SurgicalAR is a software device for display of medical images and other healthcare data. It includes functions for image review image manipulation, basic measurements and 3D visualizations and 3D volume rendering).

Lossy compressed mammography images and digitized film screen images must not be reviewed for primary image interpretations. Mammographic images may only be interpreted using an FDA cleared display that meets technical specifications reviewed and accepted by FDA or displays accepted by the appropriate regulatory agency for the country in which it is used.

Display monitors used for reading medical images for diagnostic purposes must comply with the applicable regulatory approvals and quality control requirements for their use and maintenance.

SurgicalAR software is indicated for use by qualified healthcare professionals including, but not restricted to radiologists, non-radiology specialists, physicians and technologists.

When accessing SurgicalAR software from a wireless stereoscopic head-mounted display (HMD) or mobile device, images viewed are for informational purposes only and not intended for diagnostic use.

SurgicalAR is a software platform to be used by clinicians for the visualization of medical images in 3D to allow for surgical planning activities.

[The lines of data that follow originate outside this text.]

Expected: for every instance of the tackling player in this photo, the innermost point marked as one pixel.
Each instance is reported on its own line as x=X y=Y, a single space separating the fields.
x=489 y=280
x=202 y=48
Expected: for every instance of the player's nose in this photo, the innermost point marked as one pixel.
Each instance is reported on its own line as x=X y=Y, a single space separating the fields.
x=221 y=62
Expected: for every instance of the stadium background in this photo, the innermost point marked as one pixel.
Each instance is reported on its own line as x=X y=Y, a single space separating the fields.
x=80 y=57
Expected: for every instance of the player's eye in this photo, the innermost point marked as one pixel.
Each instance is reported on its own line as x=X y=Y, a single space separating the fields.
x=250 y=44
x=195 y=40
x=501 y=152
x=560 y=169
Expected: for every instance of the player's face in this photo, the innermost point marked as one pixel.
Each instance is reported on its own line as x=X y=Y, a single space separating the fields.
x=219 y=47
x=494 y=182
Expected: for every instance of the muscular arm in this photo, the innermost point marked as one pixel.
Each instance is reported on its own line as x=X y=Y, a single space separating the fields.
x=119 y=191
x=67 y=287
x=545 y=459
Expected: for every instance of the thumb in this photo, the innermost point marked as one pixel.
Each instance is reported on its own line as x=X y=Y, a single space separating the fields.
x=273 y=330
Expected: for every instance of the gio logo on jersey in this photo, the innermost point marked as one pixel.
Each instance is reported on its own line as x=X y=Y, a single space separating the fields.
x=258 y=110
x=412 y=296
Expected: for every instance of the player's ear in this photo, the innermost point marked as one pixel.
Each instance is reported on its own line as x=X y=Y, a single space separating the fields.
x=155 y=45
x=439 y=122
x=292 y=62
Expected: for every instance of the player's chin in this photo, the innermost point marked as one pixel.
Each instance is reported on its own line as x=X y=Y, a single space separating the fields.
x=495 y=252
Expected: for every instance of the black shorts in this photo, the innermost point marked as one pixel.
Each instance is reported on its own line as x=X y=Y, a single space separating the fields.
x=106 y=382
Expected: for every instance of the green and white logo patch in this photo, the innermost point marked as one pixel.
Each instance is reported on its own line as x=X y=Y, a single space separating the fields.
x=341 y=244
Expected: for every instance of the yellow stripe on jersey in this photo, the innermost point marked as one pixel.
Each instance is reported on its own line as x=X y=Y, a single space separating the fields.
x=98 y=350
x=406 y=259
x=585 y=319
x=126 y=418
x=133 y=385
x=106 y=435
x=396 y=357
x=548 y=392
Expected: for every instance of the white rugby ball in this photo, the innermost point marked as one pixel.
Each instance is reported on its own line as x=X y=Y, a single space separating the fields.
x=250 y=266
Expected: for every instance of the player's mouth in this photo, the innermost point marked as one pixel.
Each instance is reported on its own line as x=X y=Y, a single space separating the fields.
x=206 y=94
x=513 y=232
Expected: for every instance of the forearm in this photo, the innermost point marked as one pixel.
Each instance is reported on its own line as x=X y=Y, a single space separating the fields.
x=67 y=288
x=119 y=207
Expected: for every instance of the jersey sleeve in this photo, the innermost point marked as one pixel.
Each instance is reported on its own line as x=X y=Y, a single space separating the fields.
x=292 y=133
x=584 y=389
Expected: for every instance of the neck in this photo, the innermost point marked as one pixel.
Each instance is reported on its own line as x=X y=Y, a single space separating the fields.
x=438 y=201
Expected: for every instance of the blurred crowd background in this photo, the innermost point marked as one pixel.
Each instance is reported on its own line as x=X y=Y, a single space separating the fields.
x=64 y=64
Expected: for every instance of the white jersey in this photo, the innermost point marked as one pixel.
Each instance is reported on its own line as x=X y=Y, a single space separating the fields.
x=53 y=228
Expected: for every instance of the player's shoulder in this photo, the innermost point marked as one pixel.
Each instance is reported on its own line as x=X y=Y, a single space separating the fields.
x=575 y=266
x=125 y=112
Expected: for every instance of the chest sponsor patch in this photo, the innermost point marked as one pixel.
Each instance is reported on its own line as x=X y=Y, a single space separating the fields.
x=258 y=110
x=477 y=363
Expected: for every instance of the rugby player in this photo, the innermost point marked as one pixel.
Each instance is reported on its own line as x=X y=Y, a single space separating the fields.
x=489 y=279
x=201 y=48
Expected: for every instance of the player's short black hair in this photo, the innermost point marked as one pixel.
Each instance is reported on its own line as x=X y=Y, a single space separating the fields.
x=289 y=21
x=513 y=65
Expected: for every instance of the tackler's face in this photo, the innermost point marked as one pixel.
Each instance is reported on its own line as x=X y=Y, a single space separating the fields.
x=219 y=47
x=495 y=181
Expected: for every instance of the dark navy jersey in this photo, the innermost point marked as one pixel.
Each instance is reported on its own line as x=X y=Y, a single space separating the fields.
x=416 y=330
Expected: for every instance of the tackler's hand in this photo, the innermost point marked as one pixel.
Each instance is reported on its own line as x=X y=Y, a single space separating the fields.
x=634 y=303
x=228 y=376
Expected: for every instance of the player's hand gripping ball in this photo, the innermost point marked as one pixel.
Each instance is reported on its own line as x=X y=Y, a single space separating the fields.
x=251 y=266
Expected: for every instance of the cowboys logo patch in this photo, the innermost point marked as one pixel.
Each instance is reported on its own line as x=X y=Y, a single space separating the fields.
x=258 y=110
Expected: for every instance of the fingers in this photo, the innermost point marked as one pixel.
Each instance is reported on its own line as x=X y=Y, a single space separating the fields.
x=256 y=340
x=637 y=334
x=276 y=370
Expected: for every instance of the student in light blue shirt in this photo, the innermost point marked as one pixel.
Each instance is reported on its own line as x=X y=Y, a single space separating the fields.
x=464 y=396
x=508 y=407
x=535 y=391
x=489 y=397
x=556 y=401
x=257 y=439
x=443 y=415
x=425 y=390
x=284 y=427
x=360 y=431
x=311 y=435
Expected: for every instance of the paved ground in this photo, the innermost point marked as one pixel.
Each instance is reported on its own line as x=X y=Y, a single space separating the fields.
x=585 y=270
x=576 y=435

The device takes pre-acquired 2D medical images and reconstructs 3D models that a clinician can then view on a stereoscopic, holographic display.

The software application is used to:

• Load patient CT/MR DICOM data

• View DICOM data using a traditional computer monitor or in Augmented Reality (AR) using a head-mounted display, HMD.

The provided document K190764 for the device SurgicalAR is a 510(k) premarket notification and details the device's substantial equivalence to a predicate device. It does not contain information about acceptance criteria and a study proving the device meets those criteria, as typically found in clinical validation studies.

The document primarily focuses on demonstrating that SurgicalAR has the same intended use and similar technological characteristics to its predicate device (VitreaView K163232). It highlights differences in features that do not introduce new safety or effectiveness concerns.

Therefore, I cannot extract the requested information (acceptance criteria, device performance, sample sizes, expert qualifications, ground truth, MRMC study, etc.) from the provided text, as this type of information is generally part of a separate clinical validation study report, not a 510(k) summary demonstrating substantial equivalence.

The "Tests conducted" Section 5.9 mentions "design verification" and "design validation, including human factors and usability engineering." However, it only provides high-level statements about their success ("met the design input requirements," "met all predetermined acceptance criteria") without detailing specific performance metrics or the methodology of the validation studies in a way that would address your questions.